5 thoughts on “From The Vault: Ladies in Retirement (1941)

  1. Joey, by sheer happenstance, I happened to read two blogposts focusing on seriously unbalanced people, and I don’t mean acrobats! The first was LEAVE HER TO HEAVEN over at COMET OVER HOLLYWOOD, and the next was your brilliant review of LADIES IN RETIREMENT! (I’ve also known real people with serious issues, sadly, but I won’t bore you with the details.) Never saw THE MAD ROOM, but I saw most of LADIES…, and it was chilling and poignant, and so was your excellent review! Is the world trying to tell us something? Yeah, probably just “Wow, what gobsmackingly good suspense movies!” :-)

    P.S.: Maybe I’m getting addled, but I can’t seem to find the second half of your terrific CURSE OF THE CAT PEOPLE blogpost. Am I looking in the wrong place? Please let me know; thanks, pal!
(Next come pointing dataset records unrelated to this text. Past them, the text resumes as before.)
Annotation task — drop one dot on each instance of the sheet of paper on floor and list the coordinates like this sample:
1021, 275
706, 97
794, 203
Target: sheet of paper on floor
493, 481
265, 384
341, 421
    1. http://monstergirl.wordpress.com/2012/10/24/val-lewtons-curse-of-the-cat-people-1944-god-should-use-a-rose-amber-spot-seeing-the-darkness-thru-the-fearing-child-and-the-monstrous-feminine-part-ii/

      Dori I’ve got stories of madness in my life, even in my family. It inspires the sympathy in me. We’ll talk sometime and exchange horror stories. Thanks so much for the comment about Ladies in Retirement, It’s a special film and I’m such a fan of Lupino, Lanchester and Barrett. The Mad Room, is quite a more brutal and trashy version from the 70s. I love it especially because Shelley Winters is one of my favs…I was thinking of watching Leave Her To Heaven, isn’t it Gene Tierney who is bonkers in that? Saw it a long time ago. You also inspired me to watch Mirage which I’m gonna watch in the next few days….! Hope you’re doing well. It’s always great to see you here….! Pal Joey

  2. Dude I love your freaking blog ! I have to say……a cinephile pal turned me on to it and I am hooked to your posts. There is so much that is wonderful about it that I can’t even muster the words because I’m on the clock at work, but I would like to at some point :) Thank you !!